The Remarkable Story of the World War II ‘Ghost Army’ That Duped Hitler
From the summer of 1944 till the end of the war in Europe, the US fielded a unique ‘Ghost Army’.
By Jeremy Bender
From the summer of 1944 till the end of the war in Europe, the US fielded a unique ‘Ghost Army’ throughout France and the Rhine Valley in order to deceive the Third Reich into over estimating the strength of the Allied forces.
The Ghost Army, which consisted of 1,100 handpicked men and a number of phony inflatable tanks and weapons, were part of the 23rd Headquarters Special Troops.
The unit’s sole responsibility was to create illusions and spread disinformation about the strength and location of Allied forces.
According to PBS documentary “The Ghost Army,” these masters of deception saw action dangerously close to the front lines in France, Belgium, Luxembourg, and Germany throughout the war.
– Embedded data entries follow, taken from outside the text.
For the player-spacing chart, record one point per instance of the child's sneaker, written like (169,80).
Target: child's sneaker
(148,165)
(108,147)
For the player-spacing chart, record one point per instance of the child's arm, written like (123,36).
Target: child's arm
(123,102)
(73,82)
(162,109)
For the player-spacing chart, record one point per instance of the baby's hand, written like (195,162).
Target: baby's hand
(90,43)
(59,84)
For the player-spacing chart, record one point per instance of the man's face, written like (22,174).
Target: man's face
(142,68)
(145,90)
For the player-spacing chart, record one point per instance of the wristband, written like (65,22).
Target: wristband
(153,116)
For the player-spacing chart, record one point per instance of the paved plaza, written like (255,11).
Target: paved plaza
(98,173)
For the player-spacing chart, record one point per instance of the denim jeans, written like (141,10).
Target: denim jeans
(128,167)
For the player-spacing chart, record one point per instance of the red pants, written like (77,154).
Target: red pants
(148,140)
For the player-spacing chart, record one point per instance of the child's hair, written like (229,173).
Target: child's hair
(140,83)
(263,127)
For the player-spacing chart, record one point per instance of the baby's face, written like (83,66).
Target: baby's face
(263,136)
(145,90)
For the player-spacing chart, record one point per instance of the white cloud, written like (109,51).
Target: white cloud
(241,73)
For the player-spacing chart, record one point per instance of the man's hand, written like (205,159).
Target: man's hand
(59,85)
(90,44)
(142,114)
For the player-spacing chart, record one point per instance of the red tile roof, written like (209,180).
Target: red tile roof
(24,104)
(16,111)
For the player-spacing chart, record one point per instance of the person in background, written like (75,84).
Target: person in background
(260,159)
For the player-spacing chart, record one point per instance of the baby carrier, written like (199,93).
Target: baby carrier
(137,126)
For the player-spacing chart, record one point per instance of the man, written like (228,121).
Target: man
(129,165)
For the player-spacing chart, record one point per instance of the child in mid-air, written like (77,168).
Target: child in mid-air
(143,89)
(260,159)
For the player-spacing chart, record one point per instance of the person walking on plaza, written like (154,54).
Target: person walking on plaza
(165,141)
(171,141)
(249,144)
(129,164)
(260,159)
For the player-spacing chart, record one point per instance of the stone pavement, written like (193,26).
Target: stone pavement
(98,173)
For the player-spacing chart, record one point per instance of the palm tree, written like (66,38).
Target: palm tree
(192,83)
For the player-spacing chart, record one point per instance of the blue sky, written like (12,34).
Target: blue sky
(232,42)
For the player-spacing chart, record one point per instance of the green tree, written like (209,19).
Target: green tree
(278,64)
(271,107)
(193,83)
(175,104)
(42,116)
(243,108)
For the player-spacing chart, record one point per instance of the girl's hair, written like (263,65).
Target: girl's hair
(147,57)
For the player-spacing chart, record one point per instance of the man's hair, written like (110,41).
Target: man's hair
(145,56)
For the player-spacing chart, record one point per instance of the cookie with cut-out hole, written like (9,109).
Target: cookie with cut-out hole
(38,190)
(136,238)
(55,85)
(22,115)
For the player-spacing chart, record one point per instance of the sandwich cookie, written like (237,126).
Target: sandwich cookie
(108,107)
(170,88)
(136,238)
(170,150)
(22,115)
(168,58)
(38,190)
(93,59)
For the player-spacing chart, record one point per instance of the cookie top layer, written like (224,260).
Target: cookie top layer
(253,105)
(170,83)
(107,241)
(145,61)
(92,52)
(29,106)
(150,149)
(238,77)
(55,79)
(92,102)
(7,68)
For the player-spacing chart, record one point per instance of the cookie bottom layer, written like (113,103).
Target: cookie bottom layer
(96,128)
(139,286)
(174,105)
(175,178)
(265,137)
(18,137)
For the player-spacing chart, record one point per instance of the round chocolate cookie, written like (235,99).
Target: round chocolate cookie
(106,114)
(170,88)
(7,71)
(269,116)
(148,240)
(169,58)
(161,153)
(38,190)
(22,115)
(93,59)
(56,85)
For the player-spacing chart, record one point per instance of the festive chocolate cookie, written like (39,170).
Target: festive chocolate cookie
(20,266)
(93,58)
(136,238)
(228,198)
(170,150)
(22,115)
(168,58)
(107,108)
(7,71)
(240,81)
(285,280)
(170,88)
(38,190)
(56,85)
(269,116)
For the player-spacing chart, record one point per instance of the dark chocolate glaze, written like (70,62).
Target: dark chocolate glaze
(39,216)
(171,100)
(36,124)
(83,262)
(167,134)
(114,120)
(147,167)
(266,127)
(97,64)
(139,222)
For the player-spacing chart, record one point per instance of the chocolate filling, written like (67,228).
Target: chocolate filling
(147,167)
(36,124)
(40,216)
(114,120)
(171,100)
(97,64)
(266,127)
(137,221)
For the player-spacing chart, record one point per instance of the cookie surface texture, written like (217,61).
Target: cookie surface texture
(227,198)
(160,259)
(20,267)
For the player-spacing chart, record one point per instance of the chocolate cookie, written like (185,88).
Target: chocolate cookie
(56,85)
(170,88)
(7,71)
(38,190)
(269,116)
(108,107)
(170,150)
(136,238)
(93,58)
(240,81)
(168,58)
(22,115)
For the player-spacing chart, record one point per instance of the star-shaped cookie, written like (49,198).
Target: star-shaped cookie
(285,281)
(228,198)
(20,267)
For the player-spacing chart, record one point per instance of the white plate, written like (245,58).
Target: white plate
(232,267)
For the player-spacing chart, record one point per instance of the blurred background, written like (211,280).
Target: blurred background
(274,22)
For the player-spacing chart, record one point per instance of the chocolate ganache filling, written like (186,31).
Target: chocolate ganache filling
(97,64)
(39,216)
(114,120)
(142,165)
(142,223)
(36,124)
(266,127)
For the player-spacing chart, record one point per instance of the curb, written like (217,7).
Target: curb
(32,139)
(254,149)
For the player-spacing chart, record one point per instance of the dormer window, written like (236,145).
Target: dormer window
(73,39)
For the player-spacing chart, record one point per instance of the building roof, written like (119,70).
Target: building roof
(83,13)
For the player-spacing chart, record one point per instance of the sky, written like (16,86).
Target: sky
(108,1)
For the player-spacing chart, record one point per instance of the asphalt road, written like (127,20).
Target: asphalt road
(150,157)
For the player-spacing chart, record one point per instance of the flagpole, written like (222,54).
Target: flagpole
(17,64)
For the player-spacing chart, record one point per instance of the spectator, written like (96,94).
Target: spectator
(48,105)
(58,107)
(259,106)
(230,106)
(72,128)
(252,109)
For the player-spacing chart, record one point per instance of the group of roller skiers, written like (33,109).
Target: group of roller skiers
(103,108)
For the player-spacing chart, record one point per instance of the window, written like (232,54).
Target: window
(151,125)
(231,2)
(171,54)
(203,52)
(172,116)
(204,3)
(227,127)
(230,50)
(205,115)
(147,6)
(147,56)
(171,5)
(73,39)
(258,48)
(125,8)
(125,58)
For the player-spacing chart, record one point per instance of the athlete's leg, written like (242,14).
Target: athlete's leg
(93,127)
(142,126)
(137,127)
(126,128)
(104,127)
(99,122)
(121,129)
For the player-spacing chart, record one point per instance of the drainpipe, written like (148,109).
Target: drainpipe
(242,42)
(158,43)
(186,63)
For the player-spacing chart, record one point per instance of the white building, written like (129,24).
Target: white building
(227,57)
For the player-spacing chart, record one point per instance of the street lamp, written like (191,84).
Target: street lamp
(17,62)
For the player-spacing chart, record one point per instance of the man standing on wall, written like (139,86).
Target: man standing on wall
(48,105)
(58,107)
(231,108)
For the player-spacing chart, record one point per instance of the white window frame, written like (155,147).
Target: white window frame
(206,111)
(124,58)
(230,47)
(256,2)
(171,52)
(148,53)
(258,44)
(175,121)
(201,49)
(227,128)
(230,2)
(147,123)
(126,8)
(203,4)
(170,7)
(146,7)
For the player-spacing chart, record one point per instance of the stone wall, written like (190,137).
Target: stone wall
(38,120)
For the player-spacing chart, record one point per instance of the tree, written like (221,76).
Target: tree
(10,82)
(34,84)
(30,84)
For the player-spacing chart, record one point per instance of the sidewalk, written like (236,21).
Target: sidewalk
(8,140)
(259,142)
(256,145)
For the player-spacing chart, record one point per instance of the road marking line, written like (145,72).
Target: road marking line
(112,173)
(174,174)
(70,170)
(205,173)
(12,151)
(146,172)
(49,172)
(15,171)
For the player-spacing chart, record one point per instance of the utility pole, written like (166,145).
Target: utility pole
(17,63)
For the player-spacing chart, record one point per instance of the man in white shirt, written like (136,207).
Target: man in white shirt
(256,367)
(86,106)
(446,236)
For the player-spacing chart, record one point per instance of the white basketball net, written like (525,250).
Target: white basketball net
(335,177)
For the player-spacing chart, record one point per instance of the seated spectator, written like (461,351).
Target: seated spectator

In total, the unit was responsible for over 20 illusions that befuddled German military planning and masked actual Allied troop movements and deployments.
To the Nazis, the Ghost Army appeared as real units and soldiers.
However, these men were a combination of artists, audio technicians, actors, and designers who, through a commitment to their craft, created inflatable mock-ups of military vehicles, tanks, and artillery.
Arriving in France just after the D-Day invasion, the Ghost Army set to work creating numerous illusions both on and off the battlefield.
On the battlefield, the unit fielded imperfectly camouflaged tanks, planes, and guns in order to convince the Nazis that there were 30,000 more Allied troops on the field than were actually present.
These visual illusions were compounded by the use of audio recordings that could be heard over 9 miles away.
The recordings featured sound effects that mimicked the movement of large armored divisions.
Off the battlefield, actors within the Ghost Army would impersonate US generals and officers in towns throughout France.
These actors, aware that German agents may be spying on them, would flippantly discuss fake military plans and deployments over wine in order to better spread false information.